Il quarto tipo di astensionismo è quello di chi rivendica di non essere sufficientemente competente per esprimersi con cognizione di causa. È un argomento da rispettare. Perché indica, quando è sincero, un grande rispetto per la cosa pubblica. Ma è un argomento pericoloso. Perché da qui a teorizzare la democrazia dei sapienti il passo è breve. E se la democrazia è cosa dei sapienti, perché consentire a tutti di votare? Nella teoria politica liberale, invece, il problema della conoscenza non è ignorato, ma risolto in modo da renderlo compatibile con l’ideale democratico, che vuole che nessuno sia escluso dal potere di decidere in ragione della propria incompetenza (vera o presunta). Conoscere per deliberare, scriveva Einaudi. E sui temi del referendum conoscere è possibile, purché si venga informati del fatto che ci sarà da deliberare, il 12 giugno, ed è dunque utile conoscere, farsi un opinione. Conoscere è possibile perché dietro ai quesiti referendari ci sono questioni molto chiare, che implicano scelte di altissimo valore politico. Scelte che incidono sulla nostra vita concreta.
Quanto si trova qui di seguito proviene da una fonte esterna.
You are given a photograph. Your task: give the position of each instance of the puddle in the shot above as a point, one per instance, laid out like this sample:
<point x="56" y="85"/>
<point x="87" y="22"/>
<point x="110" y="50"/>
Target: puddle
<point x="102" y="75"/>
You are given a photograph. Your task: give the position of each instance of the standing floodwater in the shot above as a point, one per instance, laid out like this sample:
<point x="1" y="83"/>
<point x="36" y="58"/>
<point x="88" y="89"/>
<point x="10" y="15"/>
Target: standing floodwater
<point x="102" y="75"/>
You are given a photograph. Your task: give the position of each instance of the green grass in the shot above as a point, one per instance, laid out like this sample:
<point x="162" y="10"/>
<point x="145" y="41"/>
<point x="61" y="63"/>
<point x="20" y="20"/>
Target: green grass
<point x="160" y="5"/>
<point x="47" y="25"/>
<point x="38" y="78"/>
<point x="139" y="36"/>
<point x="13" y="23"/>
Una delle peggiori conseguenze dello scontro tra politica e magistratura in questi anni è stato il diffondersi dell’idea che le questioni della giustizia riguardino solo la pretesa della politica di mettere la museruola ai magistrati o quella dei magistrati di volerla farla pagare ai politici. Uno scontro di potere, insomma. Due banalizzazioni (che certamente hanno del vero), ma che hanno avuto l’effetto di far pensare che i problemi di cui si parla non riguardino il cittadino comune. Purtroppo gli esempi di cattivo funzionamento della giustizia, quali che ne siano le cause, si abbattono inesorabilmente sui cittadini che, per un motivo o per l’altro, vengano in contatto con essa. Si tratti di processi che durano un’infinità e finiscono, così, per mortificare le ragioni di chi ha ragione o di casi (tre all’anno dicono le statistiche) di persone che finiscono in carcere da innocenti, perché solo molti anni dopo un processo stabilirà la loro innocenza. La lista è lunga.

Interrogarsi sulla separazione delle funzioni tra pubblico ministero e giudice, sulle norme che rafforzano il potere delle correnti, sul modo in cui la valutazione dei magistrati avviene, sulle regole della custodia cautelare o sul perché l’effetto afflittivo di una sanzione amministrativa, che determina la decadenza o la sospensione da un pubblico ufficio, non debba essere prevista da una norma penale, com’è sempre avvenuto, con tutte le garanzie che la Costituzione assicura, ma essere piuttosto imposta da una legge che può anche avere applicazione retroattiva, sono alcune questioni cruciali per la giustizia e per i cittadini. E di questo si occupano i referendum. Contrastare le quattro forme di astensionismo di cui ho parlato non è solo interesse di chi sostiene il “SÌ”, ma anche di chi, semplicemente, crede che valga ancora la pena di conoscere e deliberare. Se è così, ancor prima del quorum, l’obiettivo dev’essere quello di informare. Lo può fare chiunque, alzando il telefono, postando su un social o mettendo sulla giacca una coccarda che susciti curiosità. A chi può, spetta fare anche di più. E ci auguriamo che lo faccia.